GABA dose-response studies were conducted to determine the effects of GABA on glucagon secretion by alphaTC6 cells (passage 28). The GABA concentrations tested were in the same molar range as those secreted by betaTC6 cells. On the day of the experiment, medium was removed and alphaTC6 cells were washed twice with KRB (10 mmol/l glucose). Cells were then preincubated at 37 °C for 1 h in KRB containing 10 mmol/l glucose, followed by incubation in fresh KRB containing 1 mmol/l glucose alone or with increasing GABA concentrations (50-200 nmol/l GABA) or with 10 mmol/l glucose plus 100 nmol/l GABA for 2 h. Cells exposed to 1 or 10 mmol/l glucose plus 100 nmol/l GABA were also treated with bicuculline (100 nmol/l), a specific competitive antagonist of the GABA(A) receptor(19) . At the end of secretion test, alphaTC6-conditioned medium was collected for later glucagon determination by RIA. Cells were seeded equally among wells; protein values per well were similar across glucose, GABA, and bicuculline treatments at the end of the culture period. Data are expressed as percent of control (1 mmol/l glucose).

GABA HPLC Determinations

Bioanalytical Systems HPLC (West Lafayette, IN) was used to analyze GABA in betaTC6-conditioned KRB by a modified isocratic procedure with electrochemical detection(20, 21) . Ten microliters of sample was mixed with 10 µl of KRB, 4 µl of internal standard (D-aminovaleric acid), and 4 µl of derivatization reagent (27 mg of o-phthaldialdehyde in 10 ml of 50% 0.1 M carbonate buffer (pH 9.6), 50% methanol, and 22 ml of t-butylthiol) 3 min before injection onto a 100 times 4.6-mm C18 (3-µm) reverse-phase column (Microsorb-MV, Ranin Instruments, Woburn, MA) and 35 times 4-mm C18 (5-µm) guard column (Alltech Associates, Inc., Deerfield, IL). Mobile phase (pH 5.4) was 0.15 M sodium acetate buffer containing 1 mmol/l EDTA and 50% (v/v) acetonitrile delivered at a flow rate of 1.0 ml/min. Quantitation was by electrochemical detection, using a glass carbon electrode set at +0.70 V. Limit of detection for the GABA assay was 50-100 fmol of GABA with a coefficient of variation for 1 pmol of GABA standards consistently less than 0.08(22) . A five-point GABA standard curve between 0.5 and 10 pmol is used routinely with correlations consistently greater than 0.95.

Insulin and Glucagon RIA

Insulin concentrations in betaTC6-conditioned medium were determined by double antibody RIA using an assay validated in our laboratory following a protocol described previously(23) . Rat insulin was used as a standard. Standards, antibodies, and I-Insulin were obtained from Linco Research, Inc., St. Louis, MO. The inter- and intraassay coefficients of variation were 9 and 3%, respectively.

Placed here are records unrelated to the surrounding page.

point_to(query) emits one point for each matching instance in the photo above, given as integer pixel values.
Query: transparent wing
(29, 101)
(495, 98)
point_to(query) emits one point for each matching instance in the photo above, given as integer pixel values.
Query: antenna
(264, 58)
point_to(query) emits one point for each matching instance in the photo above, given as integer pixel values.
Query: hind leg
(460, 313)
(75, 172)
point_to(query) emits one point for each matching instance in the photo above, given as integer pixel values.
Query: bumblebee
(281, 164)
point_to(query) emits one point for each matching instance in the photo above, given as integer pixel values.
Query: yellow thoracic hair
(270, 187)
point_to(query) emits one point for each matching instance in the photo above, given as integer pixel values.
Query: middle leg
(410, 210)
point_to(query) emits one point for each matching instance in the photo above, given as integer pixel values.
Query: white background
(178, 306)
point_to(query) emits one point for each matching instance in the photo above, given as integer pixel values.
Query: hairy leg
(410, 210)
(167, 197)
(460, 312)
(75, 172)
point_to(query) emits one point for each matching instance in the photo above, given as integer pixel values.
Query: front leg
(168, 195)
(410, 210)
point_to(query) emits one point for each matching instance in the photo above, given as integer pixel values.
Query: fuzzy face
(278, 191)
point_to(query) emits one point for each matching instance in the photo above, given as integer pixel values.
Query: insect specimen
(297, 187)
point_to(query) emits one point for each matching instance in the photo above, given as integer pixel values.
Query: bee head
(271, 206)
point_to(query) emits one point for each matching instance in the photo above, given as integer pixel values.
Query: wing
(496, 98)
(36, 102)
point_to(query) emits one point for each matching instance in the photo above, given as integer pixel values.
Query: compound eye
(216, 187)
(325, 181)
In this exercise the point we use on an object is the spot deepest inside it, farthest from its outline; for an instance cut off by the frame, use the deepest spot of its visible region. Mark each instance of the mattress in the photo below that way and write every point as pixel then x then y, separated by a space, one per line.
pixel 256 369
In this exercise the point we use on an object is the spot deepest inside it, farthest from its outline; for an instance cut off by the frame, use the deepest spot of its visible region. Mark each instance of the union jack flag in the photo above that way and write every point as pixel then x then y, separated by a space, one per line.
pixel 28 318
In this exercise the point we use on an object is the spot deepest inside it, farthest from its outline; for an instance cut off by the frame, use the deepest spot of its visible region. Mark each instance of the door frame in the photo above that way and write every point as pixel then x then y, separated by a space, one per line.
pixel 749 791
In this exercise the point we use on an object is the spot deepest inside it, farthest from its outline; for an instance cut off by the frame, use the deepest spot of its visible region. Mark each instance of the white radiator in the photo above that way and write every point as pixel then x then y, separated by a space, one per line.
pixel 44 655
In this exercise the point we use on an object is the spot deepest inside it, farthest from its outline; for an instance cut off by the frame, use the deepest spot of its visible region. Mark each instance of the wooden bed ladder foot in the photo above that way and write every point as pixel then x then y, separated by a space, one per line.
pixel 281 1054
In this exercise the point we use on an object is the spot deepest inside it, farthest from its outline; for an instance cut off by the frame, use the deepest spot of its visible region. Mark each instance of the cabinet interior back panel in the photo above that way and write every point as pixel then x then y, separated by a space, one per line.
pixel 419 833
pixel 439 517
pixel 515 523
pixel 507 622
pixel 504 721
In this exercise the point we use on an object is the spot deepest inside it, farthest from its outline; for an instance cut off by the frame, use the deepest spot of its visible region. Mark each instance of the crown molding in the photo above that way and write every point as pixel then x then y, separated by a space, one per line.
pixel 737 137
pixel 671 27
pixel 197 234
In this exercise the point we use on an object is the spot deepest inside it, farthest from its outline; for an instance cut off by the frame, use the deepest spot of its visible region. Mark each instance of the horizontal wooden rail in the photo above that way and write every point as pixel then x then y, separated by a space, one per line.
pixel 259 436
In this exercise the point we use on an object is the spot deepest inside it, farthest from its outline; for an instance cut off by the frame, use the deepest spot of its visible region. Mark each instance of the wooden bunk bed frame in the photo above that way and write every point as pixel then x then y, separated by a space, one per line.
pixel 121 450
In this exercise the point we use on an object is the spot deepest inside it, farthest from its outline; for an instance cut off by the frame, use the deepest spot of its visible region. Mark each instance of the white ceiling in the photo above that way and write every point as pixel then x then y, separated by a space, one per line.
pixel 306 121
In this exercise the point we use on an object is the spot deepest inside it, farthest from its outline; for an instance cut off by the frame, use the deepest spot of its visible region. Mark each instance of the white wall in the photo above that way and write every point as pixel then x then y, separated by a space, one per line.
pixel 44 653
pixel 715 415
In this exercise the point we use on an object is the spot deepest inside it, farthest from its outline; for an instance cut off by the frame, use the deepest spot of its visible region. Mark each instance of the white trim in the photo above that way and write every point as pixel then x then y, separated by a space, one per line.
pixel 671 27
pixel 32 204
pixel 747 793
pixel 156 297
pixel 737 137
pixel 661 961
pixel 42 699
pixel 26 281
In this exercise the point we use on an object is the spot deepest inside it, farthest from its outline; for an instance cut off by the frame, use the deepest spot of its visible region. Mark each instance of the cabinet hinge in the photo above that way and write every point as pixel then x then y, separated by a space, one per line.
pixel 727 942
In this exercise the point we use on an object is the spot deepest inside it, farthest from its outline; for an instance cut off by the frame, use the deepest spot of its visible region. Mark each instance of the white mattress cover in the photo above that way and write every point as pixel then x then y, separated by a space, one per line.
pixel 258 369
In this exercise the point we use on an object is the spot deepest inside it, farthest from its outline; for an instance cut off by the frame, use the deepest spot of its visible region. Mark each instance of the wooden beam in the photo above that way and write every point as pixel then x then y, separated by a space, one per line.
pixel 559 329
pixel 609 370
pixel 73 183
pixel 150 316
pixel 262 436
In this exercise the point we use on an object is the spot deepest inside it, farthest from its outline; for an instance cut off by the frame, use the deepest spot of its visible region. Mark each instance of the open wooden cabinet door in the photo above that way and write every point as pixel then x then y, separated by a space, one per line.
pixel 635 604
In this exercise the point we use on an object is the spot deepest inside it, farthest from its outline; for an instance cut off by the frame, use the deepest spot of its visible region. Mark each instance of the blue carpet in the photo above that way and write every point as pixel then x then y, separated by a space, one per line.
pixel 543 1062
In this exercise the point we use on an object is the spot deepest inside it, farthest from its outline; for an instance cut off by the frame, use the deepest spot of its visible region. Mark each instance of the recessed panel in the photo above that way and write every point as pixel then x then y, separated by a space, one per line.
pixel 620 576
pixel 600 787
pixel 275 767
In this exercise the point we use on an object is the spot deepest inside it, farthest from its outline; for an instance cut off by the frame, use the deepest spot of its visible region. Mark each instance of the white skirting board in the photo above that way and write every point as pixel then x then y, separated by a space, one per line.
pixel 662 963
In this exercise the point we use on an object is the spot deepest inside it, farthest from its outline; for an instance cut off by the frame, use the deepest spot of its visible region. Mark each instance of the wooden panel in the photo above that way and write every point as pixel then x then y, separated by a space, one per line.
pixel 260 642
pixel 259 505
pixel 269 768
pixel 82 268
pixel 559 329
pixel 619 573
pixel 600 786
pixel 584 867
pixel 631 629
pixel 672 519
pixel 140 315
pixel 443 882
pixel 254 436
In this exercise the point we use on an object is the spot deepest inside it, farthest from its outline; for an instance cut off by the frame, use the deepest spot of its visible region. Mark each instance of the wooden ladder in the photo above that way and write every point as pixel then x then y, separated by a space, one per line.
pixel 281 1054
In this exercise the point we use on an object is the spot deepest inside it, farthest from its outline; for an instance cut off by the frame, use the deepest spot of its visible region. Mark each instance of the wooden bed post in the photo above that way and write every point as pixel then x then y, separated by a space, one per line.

Glucagon concentrations in alphaTC6-conditioned medium were determined by double antibody RIA using a published assay that has been validated in our laboratory(24) . Porcine/bovine glucagon was used as a standard. Standards, antibodies, and I-glucagon were obtained from Linco Research, Inc., St. Louis, MO. The inter- and intraassay coefficients of variation were both less than 5%.

Statistical Analysis

Data were analyzed by two-way repeated measures analysis of variance (ANOVA; Experiment 1) and one-way ANOVA (Experiments 2 and 3). Means were compared by Scheffe's multiple comparison test when an ANOVA was significant. Data are presented as the mean ± S.E.


RESULTS

Effect of Extracellular Glucose Concentrations on GABA Secretion by betaTC6 Cells

Nanomolar concentrations of GABA were recovered in betaTC6-conditioned medium at all time points (15 min, 30 min, 1 h, 2 h) throughout a 2-h secretion test for both the low (1.0 mmol/l) and high (10 mmol/l) glucose treatments (Fig. 1). Concentrations of GABA recovered in medium from betaTC6 cells are consistent with reported values for GABA content in islet extracts (190 pmol/mg, wet weight(8) ). Glucose concentrations during the 12-h culture period and during the 2-h secretion test independently influenced GABA concentrations in betaTC6-conditioned medium. At the end of the first 15 min, GABA concentrations did not differ (p > 0.05) between low and high glucose treatments. At all time points thereafter (30, 60, and 120 min), GABA concentrations in the medium were significantly greater (p < 0.05) in cultures that were exposed to high glucose during both the 12-h incubation period and during the 2-h secretion period than in any of the remaining three glucose combinations (1:1, 1:10, and 10:1 mmol/l glucose; Fig. 1). GABA concentrations from cultures incubated for 12 h in high glucose but stimulated with 1 mmol/l glucose during the 2-h secretion test were not different from those cultured in 1 mmol/l glucose and stimulated with 10 mmol/l glucose or from those both cultured and stimulated with 1 mmol/l glucose (Fig. 1). When these results are considered with those observed from cultures exposed to 10 mmol/l glucose during both the incubation period and the secretion test, an effect of glucose on both GABA synthesis and secretion is apparent (Fig. 1). Within a treatment group, the amount of GABA present at the end of the 2-h secretion test was not different (p > 0.05) than the amount collected after 15 min (Fig. 1). Insulin concentrations in betaTC6-conditioned medium at the end of the 2-h secretion test ranged from 370 to 450 pmol/l and did not differ among glucose treatment groups.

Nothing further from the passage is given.